The lactic acid concentration was measured before, during and after the exercise.
| Time minutes | 0 | 10 | 20 | 25 | 30 | 40 | 50 | 60 | 70 | 80 | 90 | 100 |
| Lactic acid conc. (arbituary units) | 0.5 | 0.5 | 5 | 13 | 12 | 8 | 6 | 4 | 3 | 2 | 1 | 0.9 |
a) Using a suitable scale, plot a graph of the concentration of lactic acid against time. (6mks)
b) From the graph you have drawn determine
(i) The period of exercise . Explain. (2mks)
(ii) The time when oxygen debt occurred Explain. (2mks)
(iii) The duration it took to pay back the oxygen debt.Explain (2msk)
c) On the same set of axes plot a hypothetical curve for oxygen intake during the experiment period of 90 minutes. (2mks)
d) Why does lactic acid level usually continue to rise in the blood after exercise ceases. (2mks)
e) Suggest the two importance of anaerobic respiration to animals. (2mks)

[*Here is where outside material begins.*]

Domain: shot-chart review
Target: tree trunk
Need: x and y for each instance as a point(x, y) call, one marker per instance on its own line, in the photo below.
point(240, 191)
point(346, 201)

d) What is oxygen debt? (2mks)
9. What is the role of the liver in the maintance of a constant level of materials in the body. (20mks)
10.The diagram below represents a simple respiratory pathway in cells
a) Name the process marked X and Y. (2mks)
b) State two differences between process X and Y. (2mks)
c) State the name of substance B and condition under which it is formed. (2mks)
d) Explain how body size affects the rate of respiration in animals. (2mks)
11. The diagram below represent the structure of a nephron. Study it and answer the questions that follow.
a) (i) State the physiological process by which solutes are selectively re-absorbed back into blood at the part labelled B. (1mk)
(ii) How is the part labeled B adapted to carry out the physiological process named in 3 (a) (i) above. (1mk)
b) In which part of the kidney is the part labelled A abundantly found. (1mk)
c) On the diagram above , indicate the direction of flow of blood using arrows at the part labelled C. (1mk)
e) State the functions carried out by the following hormones in the functioning of the nephron.
(i)Aldosterone. (1mk)
(ii)Anti diuretic hormone. (1mk)
12. The data below shows the rate of photosynthesis at different temperature in attached leaves of three East African plants. (Crotolaria, Gynandropsis and Amaranthus species) respectively which were grown outside with the same illustration while water and carbon (IV) oxide are not limiting factors in this experiment.
Rate of photosynthesis was expressed interms of carbon (IV) oxide uptake in mg/mm2/hr at various temperatures as tabulated below.
| Temperature oC | Rate of photosynthesis (mg/mm2/hr) | ||
| Gynandropsis sp | Crotolaris sp | Amaranthus sp | |
| 5 10 15 20 25 30 35 40 45 50 | – 22 50 60 80 85 80 73 66 2 | 20 40 49 64 48 45 42 31 15 – | – 10 27 42 55 54 50 45 40 11 |
a) Represent the results graphically (rate of photosynthesis against temperature)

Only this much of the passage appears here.